Question submitted by a Wycliffe Bible translation consultant that was published in the “Readers’ Perspective” column of Jerusalem Perspective 55 (April-June 1999): 6.
Yesterday I [a Wycliffe Bible translator; name withheld by Jerusalem Perspective] finished two days of consultant work, checking accuracy and naturalness of Luke 1-2 in the [language name withheld by Jerusalem Perspective] language. A question arose over Luke 2:23. Following is an excerpt from our Wycliffe (SIL) Translator’s Notes on this section. The excerpt reflects the main interpretations in the commentaries.
Quote: 2:23b firstborn male: Greek: “male opening a womb.” There are two possible meanings here: 1. “A mother’s first boy child to be born.” This may not be the mother’s first child. (In Exodus this also includes an animal’s first boy baby.) 2. The literal meaning can be understood as “a male who is his mother’s first child.” And this was true of Jesus.
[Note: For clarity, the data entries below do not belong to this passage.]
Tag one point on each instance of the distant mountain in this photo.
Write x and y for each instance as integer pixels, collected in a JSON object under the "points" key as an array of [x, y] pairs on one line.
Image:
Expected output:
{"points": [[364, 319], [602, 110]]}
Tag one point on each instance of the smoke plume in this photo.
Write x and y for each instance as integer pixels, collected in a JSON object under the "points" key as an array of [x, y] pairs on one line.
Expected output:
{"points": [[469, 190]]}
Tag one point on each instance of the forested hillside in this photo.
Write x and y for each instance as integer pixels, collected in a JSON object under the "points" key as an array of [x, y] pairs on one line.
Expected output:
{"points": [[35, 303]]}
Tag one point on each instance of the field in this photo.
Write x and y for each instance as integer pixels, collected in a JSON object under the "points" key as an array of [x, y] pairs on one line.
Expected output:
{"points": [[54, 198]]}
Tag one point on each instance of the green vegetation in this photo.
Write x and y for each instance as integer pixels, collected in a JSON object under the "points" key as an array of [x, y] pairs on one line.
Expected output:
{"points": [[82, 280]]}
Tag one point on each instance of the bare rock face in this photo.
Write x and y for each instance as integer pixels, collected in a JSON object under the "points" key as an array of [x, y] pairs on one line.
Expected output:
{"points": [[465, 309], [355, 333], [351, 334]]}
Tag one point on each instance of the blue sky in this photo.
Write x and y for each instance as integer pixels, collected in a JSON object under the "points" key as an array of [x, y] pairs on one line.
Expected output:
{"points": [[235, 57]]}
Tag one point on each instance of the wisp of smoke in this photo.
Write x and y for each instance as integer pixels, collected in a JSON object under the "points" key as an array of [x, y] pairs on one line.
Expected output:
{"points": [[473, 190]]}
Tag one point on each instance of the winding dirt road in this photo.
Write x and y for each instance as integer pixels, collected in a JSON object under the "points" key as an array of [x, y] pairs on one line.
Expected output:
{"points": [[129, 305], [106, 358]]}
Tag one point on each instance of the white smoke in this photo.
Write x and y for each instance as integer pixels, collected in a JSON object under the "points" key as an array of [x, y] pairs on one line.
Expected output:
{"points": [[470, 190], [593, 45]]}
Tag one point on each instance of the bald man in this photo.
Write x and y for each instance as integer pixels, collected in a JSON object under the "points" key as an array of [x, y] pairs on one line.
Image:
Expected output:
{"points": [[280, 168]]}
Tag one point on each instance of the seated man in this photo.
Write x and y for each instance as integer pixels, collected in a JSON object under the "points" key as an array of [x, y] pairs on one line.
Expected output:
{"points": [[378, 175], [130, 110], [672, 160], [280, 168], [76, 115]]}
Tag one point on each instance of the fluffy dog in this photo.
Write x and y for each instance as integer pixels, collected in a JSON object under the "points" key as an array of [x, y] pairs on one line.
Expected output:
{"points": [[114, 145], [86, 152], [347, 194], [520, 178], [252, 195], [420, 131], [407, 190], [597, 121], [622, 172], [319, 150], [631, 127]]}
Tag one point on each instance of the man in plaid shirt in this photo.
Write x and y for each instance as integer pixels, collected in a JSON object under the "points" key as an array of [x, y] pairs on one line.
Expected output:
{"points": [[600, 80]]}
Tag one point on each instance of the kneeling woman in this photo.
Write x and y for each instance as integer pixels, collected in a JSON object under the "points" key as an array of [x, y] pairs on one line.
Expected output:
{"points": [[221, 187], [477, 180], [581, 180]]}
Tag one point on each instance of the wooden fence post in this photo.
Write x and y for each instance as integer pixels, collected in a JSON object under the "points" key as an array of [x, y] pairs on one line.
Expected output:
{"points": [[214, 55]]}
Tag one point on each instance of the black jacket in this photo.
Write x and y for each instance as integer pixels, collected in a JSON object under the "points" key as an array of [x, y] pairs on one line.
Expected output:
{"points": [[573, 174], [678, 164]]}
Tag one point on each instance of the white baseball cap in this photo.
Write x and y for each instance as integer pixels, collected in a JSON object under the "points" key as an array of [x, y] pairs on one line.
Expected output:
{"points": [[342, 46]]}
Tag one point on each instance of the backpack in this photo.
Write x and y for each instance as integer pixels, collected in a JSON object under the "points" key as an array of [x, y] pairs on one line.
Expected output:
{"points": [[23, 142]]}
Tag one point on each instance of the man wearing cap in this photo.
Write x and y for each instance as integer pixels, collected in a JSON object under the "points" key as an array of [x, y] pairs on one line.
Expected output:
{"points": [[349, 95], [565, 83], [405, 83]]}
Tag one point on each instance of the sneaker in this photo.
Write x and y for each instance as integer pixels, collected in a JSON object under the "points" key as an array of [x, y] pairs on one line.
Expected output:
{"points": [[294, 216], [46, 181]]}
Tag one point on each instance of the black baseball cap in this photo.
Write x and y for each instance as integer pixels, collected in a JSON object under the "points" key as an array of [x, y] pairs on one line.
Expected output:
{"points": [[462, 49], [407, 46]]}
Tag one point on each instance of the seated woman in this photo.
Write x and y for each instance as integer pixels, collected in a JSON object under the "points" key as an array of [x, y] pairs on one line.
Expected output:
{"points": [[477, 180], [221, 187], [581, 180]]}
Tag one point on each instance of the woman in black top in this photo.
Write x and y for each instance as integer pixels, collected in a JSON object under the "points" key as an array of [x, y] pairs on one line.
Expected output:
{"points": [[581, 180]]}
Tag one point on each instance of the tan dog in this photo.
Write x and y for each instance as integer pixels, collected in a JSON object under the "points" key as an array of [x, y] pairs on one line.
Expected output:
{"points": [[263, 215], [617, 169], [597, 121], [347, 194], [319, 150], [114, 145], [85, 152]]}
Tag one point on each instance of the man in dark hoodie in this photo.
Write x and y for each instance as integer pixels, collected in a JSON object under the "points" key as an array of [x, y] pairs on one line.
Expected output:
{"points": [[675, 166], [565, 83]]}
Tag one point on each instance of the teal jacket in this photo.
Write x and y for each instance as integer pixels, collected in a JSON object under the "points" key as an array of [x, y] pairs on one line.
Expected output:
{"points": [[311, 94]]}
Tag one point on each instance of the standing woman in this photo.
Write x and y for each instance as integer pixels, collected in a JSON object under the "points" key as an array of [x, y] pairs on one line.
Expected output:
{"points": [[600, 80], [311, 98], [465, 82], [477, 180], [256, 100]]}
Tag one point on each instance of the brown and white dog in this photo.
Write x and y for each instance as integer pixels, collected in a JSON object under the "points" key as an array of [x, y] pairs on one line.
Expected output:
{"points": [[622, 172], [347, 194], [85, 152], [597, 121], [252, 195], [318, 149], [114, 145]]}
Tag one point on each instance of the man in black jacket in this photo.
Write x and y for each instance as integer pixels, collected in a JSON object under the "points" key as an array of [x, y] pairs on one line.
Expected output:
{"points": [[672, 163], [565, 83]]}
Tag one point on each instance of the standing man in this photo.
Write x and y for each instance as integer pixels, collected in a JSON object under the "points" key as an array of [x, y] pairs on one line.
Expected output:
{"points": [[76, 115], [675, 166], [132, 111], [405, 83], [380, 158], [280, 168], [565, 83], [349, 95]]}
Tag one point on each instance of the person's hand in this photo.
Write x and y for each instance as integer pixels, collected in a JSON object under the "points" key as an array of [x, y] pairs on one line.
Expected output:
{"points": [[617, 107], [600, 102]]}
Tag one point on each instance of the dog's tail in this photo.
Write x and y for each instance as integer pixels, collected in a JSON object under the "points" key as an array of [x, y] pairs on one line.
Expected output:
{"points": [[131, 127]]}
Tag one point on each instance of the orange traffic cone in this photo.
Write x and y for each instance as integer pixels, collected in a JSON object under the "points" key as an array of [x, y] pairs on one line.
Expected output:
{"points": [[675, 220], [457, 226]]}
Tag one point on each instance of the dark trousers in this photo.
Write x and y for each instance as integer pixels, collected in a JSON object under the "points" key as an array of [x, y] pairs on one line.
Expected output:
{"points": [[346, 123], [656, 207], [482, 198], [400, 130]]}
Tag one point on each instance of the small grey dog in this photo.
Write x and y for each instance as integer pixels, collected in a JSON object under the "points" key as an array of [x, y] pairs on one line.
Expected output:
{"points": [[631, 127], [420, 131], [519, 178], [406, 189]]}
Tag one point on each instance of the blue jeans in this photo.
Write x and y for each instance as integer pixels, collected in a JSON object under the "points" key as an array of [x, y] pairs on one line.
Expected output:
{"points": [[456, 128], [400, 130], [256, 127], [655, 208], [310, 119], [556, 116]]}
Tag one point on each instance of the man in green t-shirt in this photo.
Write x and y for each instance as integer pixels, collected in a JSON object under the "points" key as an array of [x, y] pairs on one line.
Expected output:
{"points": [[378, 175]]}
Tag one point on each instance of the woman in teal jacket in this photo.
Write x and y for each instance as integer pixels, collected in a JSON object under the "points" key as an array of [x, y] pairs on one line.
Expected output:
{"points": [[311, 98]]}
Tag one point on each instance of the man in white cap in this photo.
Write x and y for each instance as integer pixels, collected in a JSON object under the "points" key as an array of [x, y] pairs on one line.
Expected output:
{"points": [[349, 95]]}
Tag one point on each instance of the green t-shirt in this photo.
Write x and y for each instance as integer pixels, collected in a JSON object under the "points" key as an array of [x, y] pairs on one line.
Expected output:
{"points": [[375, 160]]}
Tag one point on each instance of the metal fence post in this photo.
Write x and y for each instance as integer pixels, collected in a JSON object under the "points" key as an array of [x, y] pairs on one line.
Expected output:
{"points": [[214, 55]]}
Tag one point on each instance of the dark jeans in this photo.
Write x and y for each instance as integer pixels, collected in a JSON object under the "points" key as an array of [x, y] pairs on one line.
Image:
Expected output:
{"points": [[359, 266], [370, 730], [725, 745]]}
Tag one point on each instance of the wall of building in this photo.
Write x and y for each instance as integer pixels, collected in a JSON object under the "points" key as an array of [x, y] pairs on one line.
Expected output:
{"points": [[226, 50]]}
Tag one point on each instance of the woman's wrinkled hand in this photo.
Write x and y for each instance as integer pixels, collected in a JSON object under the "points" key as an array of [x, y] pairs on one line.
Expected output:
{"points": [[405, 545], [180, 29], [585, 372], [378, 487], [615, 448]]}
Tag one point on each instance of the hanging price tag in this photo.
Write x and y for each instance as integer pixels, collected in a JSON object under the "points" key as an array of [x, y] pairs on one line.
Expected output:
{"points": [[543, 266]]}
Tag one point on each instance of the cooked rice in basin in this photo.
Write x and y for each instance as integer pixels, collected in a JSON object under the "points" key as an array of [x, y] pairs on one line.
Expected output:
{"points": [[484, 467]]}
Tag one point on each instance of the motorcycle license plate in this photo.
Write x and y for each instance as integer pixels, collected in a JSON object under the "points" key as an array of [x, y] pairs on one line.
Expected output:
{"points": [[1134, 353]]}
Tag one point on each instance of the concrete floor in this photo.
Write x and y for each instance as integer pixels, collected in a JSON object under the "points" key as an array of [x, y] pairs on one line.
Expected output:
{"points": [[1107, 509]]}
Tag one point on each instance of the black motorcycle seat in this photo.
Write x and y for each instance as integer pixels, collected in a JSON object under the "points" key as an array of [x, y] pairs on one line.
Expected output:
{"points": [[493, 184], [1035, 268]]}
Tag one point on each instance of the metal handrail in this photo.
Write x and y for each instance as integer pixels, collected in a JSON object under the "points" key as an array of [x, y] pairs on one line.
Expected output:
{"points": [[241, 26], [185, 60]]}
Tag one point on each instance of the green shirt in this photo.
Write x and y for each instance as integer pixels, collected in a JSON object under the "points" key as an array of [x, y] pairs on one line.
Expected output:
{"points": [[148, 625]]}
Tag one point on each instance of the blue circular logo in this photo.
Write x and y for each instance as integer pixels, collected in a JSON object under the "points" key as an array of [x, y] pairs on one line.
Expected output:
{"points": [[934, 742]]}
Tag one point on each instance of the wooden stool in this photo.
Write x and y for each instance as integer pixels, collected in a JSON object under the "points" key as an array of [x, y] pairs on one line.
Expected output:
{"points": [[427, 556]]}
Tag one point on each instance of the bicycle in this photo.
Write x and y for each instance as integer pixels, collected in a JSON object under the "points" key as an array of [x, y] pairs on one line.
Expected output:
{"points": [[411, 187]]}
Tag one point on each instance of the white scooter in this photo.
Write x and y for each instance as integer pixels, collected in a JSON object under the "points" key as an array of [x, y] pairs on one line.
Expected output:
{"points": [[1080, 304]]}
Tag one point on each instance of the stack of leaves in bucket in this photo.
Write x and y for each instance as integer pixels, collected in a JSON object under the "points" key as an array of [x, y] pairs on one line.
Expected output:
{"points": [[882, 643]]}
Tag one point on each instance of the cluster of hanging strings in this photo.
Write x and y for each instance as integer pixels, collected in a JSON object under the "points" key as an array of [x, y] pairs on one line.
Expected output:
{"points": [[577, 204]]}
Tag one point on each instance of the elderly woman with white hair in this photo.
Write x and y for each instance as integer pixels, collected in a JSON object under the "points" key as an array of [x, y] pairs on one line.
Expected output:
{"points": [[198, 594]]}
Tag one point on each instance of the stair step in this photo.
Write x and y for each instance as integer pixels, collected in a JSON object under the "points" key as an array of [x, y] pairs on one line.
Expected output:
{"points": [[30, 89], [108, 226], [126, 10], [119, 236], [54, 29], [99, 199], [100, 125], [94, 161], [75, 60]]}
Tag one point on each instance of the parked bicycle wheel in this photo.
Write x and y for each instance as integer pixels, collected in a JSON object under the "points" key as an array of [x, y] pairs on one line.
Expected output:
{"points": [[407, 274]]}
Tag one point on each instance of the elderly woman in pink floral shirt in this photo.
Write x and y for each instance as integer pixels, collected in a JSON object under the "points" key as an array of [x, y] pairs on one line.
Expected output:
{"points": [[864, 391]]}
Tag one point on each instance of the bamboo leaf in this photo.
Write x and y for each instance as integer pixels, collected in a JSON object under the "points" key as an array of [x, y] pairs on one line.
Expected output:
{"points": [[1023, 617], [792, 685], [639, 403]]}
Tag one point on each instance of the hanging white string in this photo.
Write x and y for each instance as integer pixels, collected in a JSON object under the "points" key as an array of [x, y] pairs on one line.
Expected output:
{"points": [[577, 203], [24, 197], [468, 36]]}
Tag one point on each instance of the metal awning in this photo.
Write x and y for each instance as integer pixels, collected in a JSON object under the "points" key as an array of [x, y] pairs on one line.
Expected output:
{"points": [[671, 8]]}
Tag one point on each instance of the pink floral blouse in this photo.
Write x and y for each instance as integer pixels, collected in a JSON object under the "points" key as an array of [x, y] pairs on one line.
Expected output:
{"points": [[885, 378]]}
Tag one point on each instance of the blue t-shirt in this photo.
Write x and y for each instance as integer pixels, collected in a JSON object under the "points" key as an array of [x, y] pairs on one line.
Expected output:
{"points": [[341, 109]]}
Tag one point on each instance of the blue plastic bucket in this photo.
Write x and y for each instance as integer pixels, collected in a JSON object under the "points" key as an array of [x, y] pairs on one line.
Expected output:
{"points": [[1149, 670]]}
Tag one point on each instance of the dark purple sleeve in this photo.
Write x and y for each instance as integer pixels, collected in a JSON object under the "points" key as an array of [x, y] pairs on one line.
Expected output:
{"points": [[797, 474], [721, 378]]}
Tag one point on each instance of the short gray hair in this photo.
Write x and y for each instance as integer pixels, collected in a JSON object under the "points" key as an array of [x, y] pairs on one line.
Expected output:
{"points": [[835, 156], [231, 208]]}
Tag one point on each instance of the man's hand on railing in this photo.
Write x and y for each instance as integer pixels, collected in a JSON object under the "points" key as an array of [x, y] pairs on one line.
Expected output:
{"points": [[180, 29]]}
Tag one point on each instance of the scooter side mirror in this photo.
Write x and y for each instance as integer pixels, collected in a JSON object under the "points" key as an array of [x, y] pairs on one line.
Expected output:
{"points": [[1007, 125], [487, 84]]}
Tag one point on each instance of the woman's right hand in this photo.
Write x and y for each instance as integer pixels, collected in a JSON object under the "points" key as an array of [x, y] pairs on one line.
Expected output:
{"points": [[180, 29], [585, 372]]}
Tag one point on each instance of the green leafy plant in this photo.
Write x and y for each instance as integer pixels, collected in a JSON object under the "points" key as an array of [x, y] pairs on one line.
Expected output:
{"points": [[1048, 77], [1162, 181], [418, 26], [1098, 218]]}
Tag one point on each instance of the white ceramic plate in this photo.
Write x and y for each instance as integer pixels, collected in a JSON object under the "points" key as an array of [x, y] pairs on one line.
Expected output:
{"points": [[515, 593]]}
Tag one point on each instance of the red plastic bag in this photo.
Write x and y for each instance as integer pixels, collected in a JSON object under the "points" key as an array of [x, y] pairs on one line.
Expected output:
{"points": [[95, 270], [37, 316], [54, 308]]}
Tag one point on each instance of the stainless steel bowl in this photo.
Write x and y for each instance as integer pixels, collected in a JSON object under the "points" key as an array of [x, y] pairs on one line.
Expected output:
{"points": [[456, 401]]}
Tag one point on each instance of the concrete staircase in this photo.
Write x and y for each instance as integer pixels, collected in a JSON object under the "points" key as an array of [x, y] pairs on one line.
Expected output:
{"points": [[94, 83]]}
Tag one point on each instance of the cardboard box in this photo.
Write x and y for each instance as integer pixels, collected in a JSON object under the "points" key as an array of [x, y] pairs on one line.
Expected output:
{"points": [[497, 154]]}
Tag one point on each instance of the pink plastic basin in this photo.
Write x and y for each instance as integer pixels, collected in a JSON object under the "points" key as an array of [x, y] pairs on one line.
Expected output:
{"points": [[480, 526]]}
But meaning 1 is the most likely meaning in this verse, because the law applied to all Jewish mothers, not only to those whose first child was a boy.
The linguist doing the translating has called a local rabbi to see if interpretation 1 or 2 is preferred in Jewish tradition, but we have not yet heard from the rabbi. Would you have any rabbi contacts or other resources that might tilt us toward 1 or 2?
In summary, my question is this: Is the consecration of the boy only done if he is the firstborn? Or is it done if he is simply the oldest? In other words, if the firstborn child is a daughter, but there are subsequent males, is there no consecration of a firstborn son in that family? It would be nice to learn if there is a standard rabbinical interpretation for this consecration.
David Bivin responds:
Yes, there is a standard Jewish understanding of this biblical commandment. We found out by phoning Jerusalem School member and Hebrew University professor Shmuel Safrai.
According to Professor Safrai, “the halachah (rule) in the first century—and still today—is that the pidyon haben (redemption of the firstborn) ceremony applies only to firstborn males. Ancient rabbinic sources emphasize the words peter rehem (first offspring of womb; Exod. 13:2, 12; 34:19-20; Num. 3:12; 18:15). If the firstborn child is a female, then the ceremony is not conducted for a later, firstborn male. To put it in your words, if the firstborn child is a daughter, but there are subsequent males, there is no consecration of a firstborn son in that family.”
This consultation with Professor Safrai illustrates and underscores two significant things:
1. A number of translation problems, especially in the Synoptic Gospels, cannot be adequately solved without a firm grasp of the text’s Jewish cultural and linguistic background;
2. As we Christians attempt the difficult task of translating the Bible, especially the Synoptic Gospels, the assistance of our Jewish colleagues is crucial.